New CA chairman to face tricky wicket in angst-filled Australia
With its brand in tatters after the release of the Longstaff review, Cricket Australia will hope to move quickly to install a permanent chairman who can lead efforts to rebuild the board’s credibility.
After David Peever’s position became untenable and he resigned on Thursday, CA promoted deputy chairman Earl Eddings on an interim basis and expect to have a process and a timeline in place by early next week to pick a long-term successor.
But finding suitable candidates with the acumen to run a billion-dollar business and the pedigree to satisfy demands for a cricket 'insider' to pilot the game may be no easy feat.
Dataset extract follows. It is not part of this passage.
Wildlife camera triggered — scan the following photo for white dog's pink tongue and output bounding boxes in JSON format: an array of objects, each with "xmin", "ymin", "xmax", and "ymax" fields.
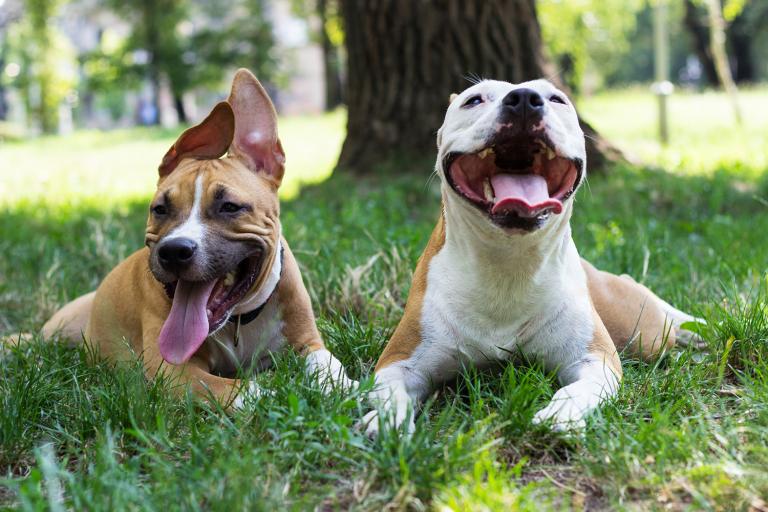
[
  {"xmin": 158, "ymin": 279, "xmax": 217, "ymax": 365},
  {"xmin": 490, "ymin": 174, "xmax": 563, "ymax": 217}
]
The role itself may seem a poisoned chalice for executives unwilling to get their hands dirty at the top of an organisation that the Longstaff report revealed was perceived in the game as 'arrogant' and 'controlling'.
One of the leading contenders has already ruled himself out.
CA board director Mark Taylor, a genuine 'people’s choice' as the captain of brilliant Australian teams in the 1990s, said he felt it would be 'inappropriate' to take the job as a media pundit in an interview with his employer Channel Nine.
With Taylor removing himself from the frame, the remaining candidates on CA’s board boast little pedigree in the sport, with only former Test bowler Michael Kasprowicz having played the game at a high level.
None could be said to be corporate heavyweights, either, with Eddings, seen as favourite to assume the role full-time, running a boutique risk management consultancy.
The prospect of a depleted Australia team struggling on home pitches against India in the coming summer could add further heat from broadcasters who signed a record billion-dollar rights deal earlier in the year.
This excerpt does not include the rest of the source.